Wat appellant in hoger beroep heeft aangevoerd, geeft geen aanleiding tot twijfel aan de juistheid van het medisch oordeel van de verzekeringsarts bezwaar en beroep. Daartoe wordt overwogen dat de gegevens over de behandeling van de kransslagaders zien op medische behandelingen in 2016 en niet op de datum in geding. Verder waren de artsen van het Uwv bekend met het medicijngebruik van appellant rond de datum in geding. Bij het ontbreken van twijfel aan de juistheid van de FML van 17 september 2015 is er geen reden om een medisch deskundige te benoemen en nader advies te vragen.
4.3.
Tevens wordt het oordeel van de rechtbank onderschreven dat de geselecteerde functies voor appellant geschikt zijn te achten. In de rapporten van 29 september 2015 en 1 maart 2016 van de arbeidsdeskundige bezwaar en beroep is voldoende overtuigend gemotiveerd dat de in bezwaar aan de schatting ten grondslag gelegde functies van samensteller elektronische apparatuur, wikkelaar, magazijnmedewerker en productiemedewerker industrie (samenstellen van producten) voor appellant geschikt zijn. Volgens vaste rechtspraak van de Raad (zie onder meer de uitspraak van 13 juli 2012, ECLI:NL:CRVB:2012:BX1509) staat een beperkte lees- en taalvaardigheid in de Nederlandse taal doorgaans niet in de weg aan het vervullen van eenvoudige productiematige functies.
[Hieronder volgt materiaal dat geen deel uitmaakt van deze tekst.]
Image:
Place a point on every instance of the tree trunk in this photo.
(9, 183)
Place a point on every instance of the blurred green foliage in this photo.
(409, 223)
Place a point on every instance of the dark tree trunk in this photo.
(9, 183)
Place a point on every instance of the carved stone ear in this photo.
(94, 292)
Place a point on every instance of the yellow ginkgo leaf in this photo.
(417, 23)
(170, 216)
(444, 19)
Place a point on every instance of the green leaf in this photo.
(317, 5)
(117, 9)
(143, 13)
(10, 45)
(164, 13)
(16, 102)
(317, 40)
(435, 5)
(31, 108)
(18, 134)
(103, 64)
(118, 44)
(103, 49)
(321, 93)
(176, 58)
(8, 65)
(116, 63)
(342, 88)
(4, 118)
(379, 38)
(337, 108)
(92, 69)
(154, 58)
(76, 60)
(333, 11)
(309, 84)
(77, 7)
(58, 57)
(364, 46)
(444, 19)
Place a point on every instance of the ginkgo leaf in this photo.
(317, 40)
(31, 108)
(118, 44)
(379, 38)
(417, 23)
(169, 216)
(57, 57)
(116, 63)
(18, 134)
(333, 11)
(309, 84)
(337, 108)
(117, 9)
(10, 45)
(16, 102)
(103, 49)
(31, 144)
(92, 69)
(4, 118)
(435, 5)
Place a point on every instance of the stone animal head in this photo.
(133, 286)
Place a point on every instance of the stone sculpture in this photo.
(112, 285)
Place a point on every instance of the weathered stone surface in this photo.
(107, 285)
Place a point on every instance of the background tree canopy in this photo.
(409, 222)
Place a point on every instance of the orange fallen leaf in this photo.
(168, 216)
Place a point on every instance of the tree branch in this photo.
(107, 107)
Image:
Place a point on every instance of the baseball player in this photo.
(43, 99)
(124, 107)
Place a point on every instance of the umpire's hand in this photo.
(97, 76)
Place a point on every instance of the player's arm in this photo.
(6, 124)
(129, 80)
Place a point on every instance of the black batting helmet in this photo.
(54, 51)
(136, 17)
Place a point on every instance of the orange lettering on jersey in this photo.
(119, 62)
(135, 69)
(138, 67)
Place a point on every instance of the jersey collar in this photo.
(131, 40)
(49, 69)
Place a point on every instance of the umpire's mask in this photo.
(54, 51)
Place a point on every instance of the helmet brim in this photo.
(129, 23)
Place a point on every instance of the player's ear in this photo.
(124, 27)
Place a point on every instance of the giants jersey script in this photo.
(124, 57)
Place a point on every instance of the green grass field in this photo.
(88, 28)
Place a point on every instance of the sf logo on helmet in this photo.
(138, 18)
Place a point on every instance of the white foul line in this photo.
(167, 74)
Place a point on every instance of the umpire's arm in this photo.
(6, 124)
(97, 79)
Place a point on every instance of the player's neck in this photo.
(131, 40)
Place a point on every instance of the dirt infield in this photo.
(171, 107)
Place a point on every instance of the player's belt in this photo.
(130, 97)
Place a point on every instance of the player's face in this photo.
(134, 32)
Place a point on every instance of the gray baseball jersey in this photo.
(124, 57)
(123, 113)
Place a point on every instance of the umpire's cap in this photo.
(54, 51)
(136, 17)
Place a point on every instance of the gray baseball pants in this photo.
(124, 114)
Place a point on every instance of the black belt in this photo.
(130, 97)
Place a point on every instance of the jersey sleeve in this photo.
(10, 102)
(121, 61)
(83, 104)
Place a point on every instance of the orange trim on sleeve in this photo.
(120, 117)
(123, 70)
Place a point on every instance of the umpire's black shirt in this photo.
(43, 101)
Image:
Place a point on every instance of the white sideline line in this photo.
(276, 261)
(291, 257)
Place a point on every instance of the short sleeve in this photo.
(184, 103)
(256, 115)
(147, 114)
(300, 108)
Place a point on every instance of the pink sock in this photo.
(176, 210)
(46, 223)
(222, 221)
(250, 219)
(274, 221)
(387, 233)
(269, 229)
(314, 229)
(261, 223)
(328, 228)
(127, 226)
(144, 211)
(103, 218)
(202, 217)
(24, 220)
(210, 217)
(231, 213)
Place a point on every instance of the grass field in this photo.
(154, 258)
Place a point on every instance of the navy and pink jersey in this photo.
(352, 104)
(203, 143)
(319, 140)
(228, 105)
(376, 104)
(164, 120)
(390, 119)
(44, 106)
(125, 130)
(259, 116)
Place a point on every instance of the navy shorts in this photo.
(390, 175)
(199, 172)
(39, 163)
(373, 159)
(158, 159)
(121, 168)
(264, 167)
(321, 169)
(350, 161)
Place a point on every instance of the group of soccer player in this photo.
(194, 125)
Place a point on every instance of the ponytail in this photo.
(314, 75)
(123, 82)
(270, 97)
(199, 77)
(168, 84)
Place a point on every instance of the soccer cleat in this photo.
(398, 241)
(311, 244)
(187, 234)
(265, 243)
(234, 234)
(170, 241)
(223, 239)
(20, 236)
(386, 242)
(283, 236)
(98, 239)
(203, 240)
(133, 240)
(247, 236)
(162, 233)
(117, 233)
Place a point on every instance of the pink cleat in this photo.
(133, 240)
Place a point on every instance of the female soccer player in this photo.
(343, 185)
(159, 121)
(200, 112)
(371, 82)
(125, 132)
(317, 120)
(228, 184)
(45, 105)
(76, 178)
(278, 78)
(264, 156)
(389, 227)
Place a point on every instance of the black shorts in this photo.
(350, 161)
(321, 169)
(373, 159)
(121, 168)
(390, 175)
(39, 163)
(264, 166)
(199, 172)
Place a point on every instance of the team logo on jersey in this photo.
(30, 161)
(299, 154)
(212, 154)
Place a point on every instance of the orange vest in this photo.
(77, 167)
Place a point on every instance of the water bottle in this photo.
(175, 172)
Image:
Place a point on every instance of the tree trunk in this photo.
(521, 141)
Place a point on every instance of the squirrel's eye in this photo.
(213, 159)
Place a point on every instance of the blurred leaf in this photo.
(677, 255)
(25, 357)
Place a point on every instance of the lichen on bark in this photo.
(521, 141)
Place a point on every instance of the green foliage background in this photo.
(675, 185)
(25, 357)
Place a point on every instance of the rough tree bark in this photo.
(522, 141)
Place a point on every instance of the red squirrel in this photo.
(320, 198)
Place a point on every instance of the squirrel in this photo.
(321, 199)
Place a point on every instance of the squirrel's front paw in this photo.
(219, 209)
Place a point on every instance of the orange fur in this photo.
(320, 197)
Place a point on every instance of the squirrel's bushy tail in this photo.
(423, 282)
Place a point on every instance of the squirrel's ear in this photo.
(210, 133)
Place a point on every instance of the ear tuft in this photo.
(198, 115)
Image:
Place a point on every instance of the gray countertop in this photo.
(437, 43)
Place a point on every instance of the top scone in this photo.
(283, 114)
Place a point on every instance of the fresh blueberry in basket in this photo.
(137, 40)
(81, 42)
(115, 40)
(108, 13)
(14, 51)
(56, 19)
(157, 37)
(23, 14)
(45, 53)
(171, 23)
De door de arbeidsdeskundige geselecteerde functies betreffen eenvoudige en routinematige functies met ten hoogste opleidingsniveau 2, waarin volgens een vast patroon met mondelinge opdrachten of mondelinge toelichtingen bij schriftelijke instructies en productbeschrijvingen wordt gewerkt. Mede gelet op het feit dat appellant in zijn land van herkomst een opleiding op Hbo-niveau heeft afgerond, hij sinds midden jaren negentig in Nederland heeft gewerkt en in het verleden met goed gevolg Nederlandse taalles heeft gevolgd, moet appellant in staat worden geacht te voldoen aan de
– zeer beperkte – eisen die in de geselecteerde functies aan de schriftelijke en mondelinge beheersing van de Nederlandse taal worden gesteld.
4.4.
Uit 4.1 tot en met 4.3 volgt dat het hoger beroep niet slaagt en dat de aangevallen uitspraak wordt bevestigd.
5. Voor een veroordeling in de proceskosten bestaat geen aanleiding.

BESLISSING

De Centrale Raad van Beroep bevestigt de aangevallen uitspraak.
Deze uitspraak is gedaan door J.P.M. Zeijen als voorzitter en E.J.J.M. Weyers en
D. Hardonk-Prins als leden, in tegenwoordigheid van R.P.W. Jongbloed als griffier. De beslissing is uitgesproken in het openbaar op 14 maart 2018.